Cursor is still relying on Anthropic’s engine, and it’s hard being too bullish until that changes.
OpenAI Touts Enterprise Wins While Missing the Consumer Opportunity
OpenAI released new data showing enterprise usage has surged dramatically, with ChatGPT message volume growing 8x since November 2024 and workers reporting 40-60 minutes saved daily. Custom GPT usage jumped 19x, now accounting for 20% of enterprise messages.
This report dropped just days after CEO Sam Altman sent an internal “code red” memo about competitive threats from Google. That memo delayed advertising plans and other initiatives to focus entirely on improving ChatGPT’s core experience.
Sam Altman has shared the logic of focusing on both enterprise and consumer in an October 2025 interview with Ben Thompson, “it’s not like you use Google at home and a different company at work.”
He’s right, but his logic is wrong. They use Google at work because Google won at home. But instead of learning from that, OpenAI is focusing on work.
Focusing on the enterprise is a big distraction from their consumer dominance. ChatGPT has a once in a generation opportunity to build a dominant consumer product to the likes we haven’t seen since Facebook and Google before that. This enterprise distraction is building cracks in their consumer offering.
Google’s Gemini grew from 450 million to 650 million monthly users in months, and Sensor Tower data shows ChatGPT’s growth has plateaued since summer while Gemini’s downloads, active users, and time-in-app are all growing faster.

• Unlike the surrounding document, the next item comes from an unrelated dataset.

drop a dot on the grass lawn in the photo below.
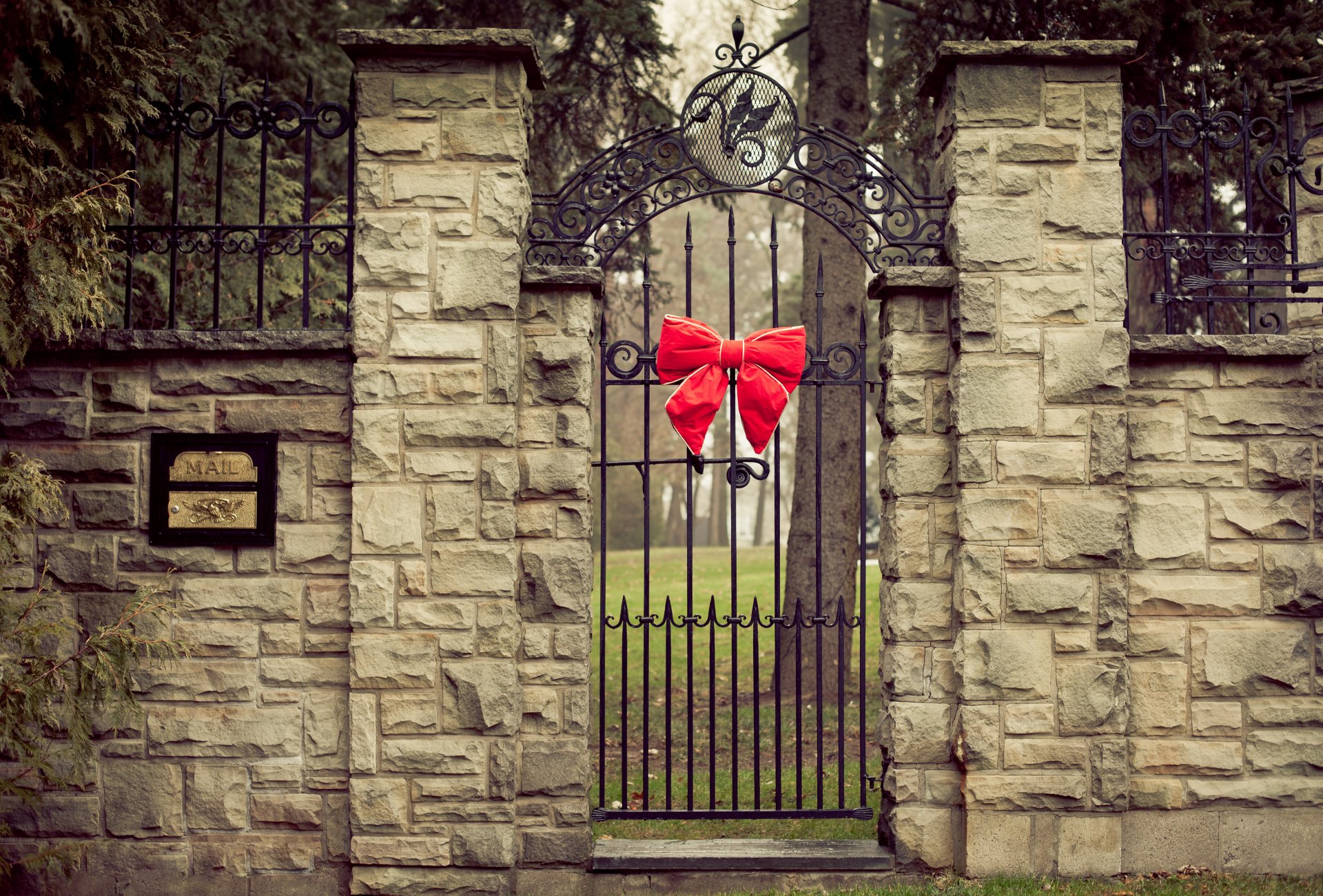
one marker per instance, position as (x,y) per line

Especially when OpenAI is 4th in API token share, and has been 3rd or below in share all year.
The majority of OpenAI’s revenue still comes from consumer subscriptions, and Google is eroding that consumer base
Very rarely do companies get consumer opportunities like 800 million weekly users. Facebook had it with social networking. Google had it with search. OpenAI has it now with AI assistants.
Instead, they’re distracting themselves with the enterprise, and just hired Slack’s CEO as their new CRO.
The enterprise licenses won’t matter if Google captures the consumer market OpenAI is ignoring. That’s the real code red.